Western states have also shown no interest in involving Turkiye as a mediator on Palestine. Post-war negotiations have focused on Egypt and Qatar, partly because Turkiye is seen as having taken sides too openly.
Erdogan’s diplomacy has long involved engagement not just with states, but with organizations and individuals. Hamas is one such group, and is now being treated as a negotiable entity in regional diplomacy. The real question is: How valuable is Turkiye’s influence over Hamas in the current context?
Turkiye may be asked to facilitate Hamas’s compliance – not by securing its place at the table, but by helping relocate its leadership.
Trump issued a blunt ultimatum that Hamas has “three or four days” to respond to his latest peace plan. “Hamas is either going to be doing it or not, and if it’s not, it’s going to be a very sad end,” he added.

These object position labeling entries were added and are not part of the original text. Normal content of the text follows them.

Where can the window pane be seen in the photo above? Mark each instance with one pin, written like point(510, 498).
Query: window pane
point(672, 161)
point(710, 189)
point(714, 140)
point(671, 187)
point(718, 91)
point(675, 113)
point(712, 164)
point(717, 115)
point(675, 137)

Trump and Netanyahu are preparing for every outcome. They seem to have chosen Turkiye to provide Hamas with an exit route – and Erdogan appears to have accepted this task as part of his recent White House dealings.
Back in February 2025, Erdogan declared, “The proposals put forward by the new American administration regarding Gaza with the pressure of the Zionist lobby have nothing worth considering or discussing from our perspective.”
That stance now seems to have changed after his Washington visit.
Erdogan was criticized by the Turkish opposition for failing to defend the Sumud Flotilla like Spain did. He now appears poised to promote “peace” rhetoric and a more centrist path. A recent cooperation deal between Turkiye and UNRWA raises questions: Will it involve relocating Hamas leaders or other Palestinians to Turkiye? If Trump’s plan is implemented, how many Hamas officials or Palestinians will Turkiye absorb, and what measures will Ankara take to contain them?
Qatari Prime Minister and Foreign Minister Mohammed bin Abdulrahman Al-Thani, speaking on Tuesday during the talks and Trump’s plan, said “the details of which need to be discussed.” He did not clarify which of the 20 points were up for discussion.
For Qatar, the key issue is not how Gaza will be governed or how Palestinians will live, but who will shelter Hamas’s displaced leadership – and whether Qatar will have to take them in again. For those seeking to reduce the Palestinian cause to the fate of Hamas, Gaza has become a liability. In this new reality, Turkiye seems ready to “look to the future.”
Ankara is now focusing on three key areas: rebuilding Gaza, securing a role in any post-war governing body, and accepting Hamas leaders onto its territory – potentially as bargaining chips later down the line.
Meanwhile, Erdogan hopes to consolidate domestic power, advance his objectives in Syria, and preserve the role of key figures like former Al-Qaeda commander-turned-president, Ahmad al-Shara. All paths now lead through the White House. Though the Palestinian cause may still carry ideological weight for Erdogan, he appears ready to accept realities on the ground.